The trouble is that any meaningful attempt effectively to address climate change must come in the form of a global agreement, because only through cooperation at all levels - from the local to the global - can some of the impacts of climate change or some of the trends of environmental degradation be dealt with. Whether it is tackling deforestation, desertification, rising sea-levels, high carbon-emissions, protecting endangered ecosystems, or ensuring food security, the commitment and involvement on the part of very different actors is necessary.
The United Nations Environmental Programme describes climate change as the single greatest challenge facing environmental regulators. Yet it involves much more than regulators. It engages actors as varied as the automobile industry in Detroit; the enthusiastic consumers of the Indian Tata Nano; private-sector investors in renewable-energy projects in Africa; national governments around the world; activist NGOs; and the petrochemical or building and construction sectors. These are actors with different and more often than not competing short-term interests, stakes and even ideological perspectives. To persuade all of these actors to agree on a global, binding agreement that will be functional is a huge task for those presently involved in climate-change diplomacy.

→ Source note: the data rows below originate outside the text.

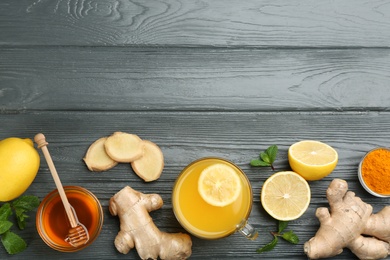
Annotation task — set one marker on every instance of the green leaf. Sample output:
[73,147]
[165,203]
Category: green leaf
[264,156]
[282,226]
[5,225]
[5,211]
[272,151]
[26,202]
[13,243]
[257,162]
[291,237]
[268,247]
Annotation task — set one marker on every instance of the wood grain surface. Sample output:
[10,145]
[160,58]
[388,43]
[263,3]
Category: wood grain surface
[199,78]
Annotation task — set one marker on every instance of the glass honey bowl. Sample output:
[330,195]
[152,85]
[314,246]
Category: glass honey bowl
[52,222]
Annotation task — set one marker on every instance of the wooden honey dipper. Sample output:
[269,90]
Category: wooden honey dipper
[78,234]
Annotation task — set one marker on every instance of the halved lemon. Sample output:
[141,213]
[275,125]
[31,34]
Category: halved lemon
[285,195]
[313,160]
[219,185]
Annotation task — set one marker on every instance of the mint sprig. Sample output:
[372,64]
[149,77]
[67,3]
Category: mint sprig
[12,242]
[266,158]
[289,236]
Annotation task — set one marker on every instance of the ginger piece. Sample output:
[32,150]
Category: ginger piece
[349,224]
[150,166]
[96,157]
[124,147]
[138,230]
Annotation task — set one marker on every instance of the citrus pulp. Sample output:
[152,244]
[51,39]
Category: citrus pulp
[313,160]
[285,195]
[219,185]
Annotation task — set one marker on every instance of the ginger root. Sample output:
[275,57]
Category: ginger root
[138,230]
[97,159]
[349,224]
[144,156]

The relentless impacts of global warming make this diplomatic timetable a matter of urgency. On 7-18 December 2009, environment ministers, climate negotiators and officials will meet in Copenhagen under the UN Framework Convention on Climate Change (UNFCCC) to agree a new climate treaty as a successor to the Kyoto protocol. It promises to be one of the decisive tests of the ability of the world's emerging governance order to make sense of the new era.